What is the Caracas Stock Exchange (CCS) .CR

The Caracas Stock Exchange is a securities exchange located in Caracas, the capital city of Venezuela. Though Venezuela is known as a socialist country, there still is some private ownership of property and business, unlike in more traditionally socialist countries like those that once existed in the Soviet bloc. The Caracas Stock exchange is the main venue in Venezuela for trading in shares of public companies. The Caracas Stock Exchange is known as la Bolsa de Valores de Caracas in Spanish.

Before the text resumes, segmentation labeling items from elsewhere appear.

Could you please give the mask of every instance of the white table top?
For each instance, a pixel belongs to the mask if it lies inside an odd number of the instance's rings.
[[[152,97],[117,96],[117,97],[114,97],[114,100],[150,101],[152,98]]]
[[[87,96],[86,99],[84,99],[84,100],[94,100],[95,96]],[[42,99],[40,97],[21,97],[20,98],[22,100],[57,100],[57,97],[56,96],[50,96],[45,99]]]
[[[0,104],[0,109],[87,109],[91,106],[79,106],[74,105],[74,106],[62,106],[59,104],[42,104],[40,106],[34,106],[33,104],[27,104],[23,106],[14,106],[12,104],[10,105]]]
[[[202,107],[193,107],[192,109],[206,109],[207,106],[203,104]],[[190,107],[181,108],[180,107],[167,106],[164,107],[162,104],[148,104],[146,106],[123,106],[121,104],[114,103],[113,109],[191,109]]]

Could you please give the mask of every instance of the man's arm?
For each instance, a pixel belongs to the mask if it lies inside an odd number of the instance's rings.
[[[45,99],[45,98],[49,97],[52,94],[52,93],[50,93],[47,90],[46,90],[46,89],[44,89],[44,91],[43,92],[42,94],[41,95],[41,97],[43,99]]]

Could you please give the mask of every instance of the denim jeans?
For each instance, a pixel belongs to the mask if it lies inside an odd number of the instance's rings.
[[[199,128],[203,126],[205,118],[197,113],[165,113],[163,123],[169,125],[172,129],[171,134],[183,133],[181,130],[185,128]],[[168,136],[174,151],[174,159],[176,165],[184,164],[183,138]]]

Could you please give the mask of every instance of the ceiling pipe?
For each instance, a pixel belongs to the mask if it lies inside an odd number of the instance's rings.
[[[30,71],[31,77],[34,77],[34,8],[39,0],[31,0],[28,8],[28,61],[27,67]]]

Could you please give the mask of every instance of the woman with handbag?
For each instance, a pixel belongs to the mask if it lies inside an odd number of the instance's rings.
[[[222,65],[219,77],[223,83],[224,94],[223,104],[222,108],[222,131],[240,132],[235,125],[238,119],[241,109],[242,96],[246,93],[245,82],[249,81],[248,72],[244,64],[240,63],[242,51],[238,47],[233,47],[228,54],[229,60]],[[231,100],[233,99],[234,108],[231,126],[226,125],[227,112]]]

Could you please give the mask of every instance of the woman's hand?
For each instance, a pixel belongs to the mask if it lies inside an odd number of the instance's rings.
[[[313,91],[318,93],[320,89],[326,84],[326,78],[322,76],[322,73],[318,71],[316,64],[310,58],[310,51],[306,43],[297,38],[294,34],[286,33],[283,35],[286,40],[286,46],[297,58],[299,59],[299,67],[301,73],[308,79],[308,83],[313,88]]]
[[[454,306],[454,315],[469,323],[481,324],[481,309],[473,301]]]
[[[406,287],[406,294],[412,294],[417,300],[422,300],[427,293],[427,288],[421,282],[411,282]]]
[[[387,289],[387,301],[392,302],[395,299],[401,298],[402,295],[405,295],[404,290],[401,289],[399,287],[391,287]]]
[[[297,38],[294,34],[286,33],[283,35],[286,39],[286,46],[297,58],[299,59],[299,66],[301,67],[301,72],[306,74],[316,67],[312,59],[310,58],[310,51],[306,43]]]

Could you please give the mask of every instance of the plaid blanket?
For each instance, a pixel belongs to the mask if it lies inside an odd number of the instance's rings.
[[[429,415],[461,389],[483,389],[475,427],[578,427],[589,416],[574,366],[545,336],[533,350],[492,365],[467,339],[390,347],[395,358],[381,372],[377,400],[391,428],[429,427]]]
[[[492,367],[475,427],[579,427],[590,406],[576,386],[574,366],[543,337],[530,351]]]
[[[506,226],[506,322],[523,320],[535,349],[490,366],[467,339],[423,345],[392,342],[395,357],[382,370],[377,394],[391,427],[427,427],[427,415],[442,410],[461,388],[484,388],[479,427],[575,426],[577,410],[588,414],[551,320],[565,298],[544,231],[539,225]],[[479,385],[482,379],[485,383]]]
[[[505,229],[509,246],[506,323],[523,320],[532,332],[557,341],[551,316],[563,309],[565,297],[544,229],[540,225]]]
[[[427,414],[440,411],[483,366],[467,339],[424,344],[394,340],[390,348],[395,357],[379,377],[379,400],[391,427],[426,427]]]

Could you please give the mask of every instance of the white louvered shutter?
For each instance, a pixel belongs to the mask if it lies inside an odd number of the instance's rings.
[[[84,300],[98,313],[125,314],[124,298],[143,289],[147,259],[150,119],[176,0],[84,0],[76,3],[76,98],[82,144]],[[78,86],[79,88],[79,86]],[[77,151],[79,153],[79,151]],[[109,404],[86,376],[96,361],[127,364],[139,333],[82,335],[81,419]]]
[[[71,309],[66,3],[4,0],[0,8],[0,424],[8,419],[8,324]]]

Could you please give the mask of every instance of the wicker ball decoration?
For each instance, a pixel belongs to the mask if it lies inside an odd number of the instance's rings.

BREAKING DOWN Caracas Stock Exchange (CCS) .CR

The Caracas Stock Exchange implemented an automated trading system in 1992, and conducts the majority of securities transactions in Venezuela, but it is one of the smaller stock exchanges in Latin America. The primary gauge of the value of companies traded on the Caracas Stock Exchange is the Caracas Stock Index, which consists of 15 companies, and is also known as the General Index. The Caracas Stock Index is a capitalization-weighted index that tracks the value of the most liquid and densely traded companies in Venezuela, including Banco Nacional de Crédito, and Banco Provincial. 

The National Securities Commission is the Venezuelan regulatory body tasked with regulating the listing, sale, and trading of securities in Venezuela. The trading day for equities at the Caracas Stock Exchange is broken up into four parts: the pre-opening from 8:30 a.m. to 9:30 a.m., the market session from 9:00 am to 1:00 pm, the closing from 1:00 pm to 1:30 pm, and the post-closing, which runs from 1:30 pm to the next pre-opening. Fixed income securities are traded from 8:30 am to 1:00 pm. 

The Caracas Stock Exchange and the Venezuelan Economy

The Caracas Stock Exchange traces its roots back to 1805, when the country was still under the rule of the Spanish Empire. That year, Don Bruno Abasolo founded a trading house in Caracas that evolved into the exchange that is still in existence today. The institution known as the Caracas Stock Exchange was first registered in 1947, and consisted of 22 seats. 

The modern Venezuelan economy is largely dependent on the export of oil, as energy production accounts for more than half of the country’s entire gross domestic product. The oil sector is largely dominated by Petróleos de Venezuela, S.A, the state-owned oil and natural gas company, which was founded in 1976 after the Venezuelan oil industry was nationalized. The company provides the government of Venezuela with the majority of its revenues, and the economic fortunes of most Venezuelans rise and fall based on the price of oil.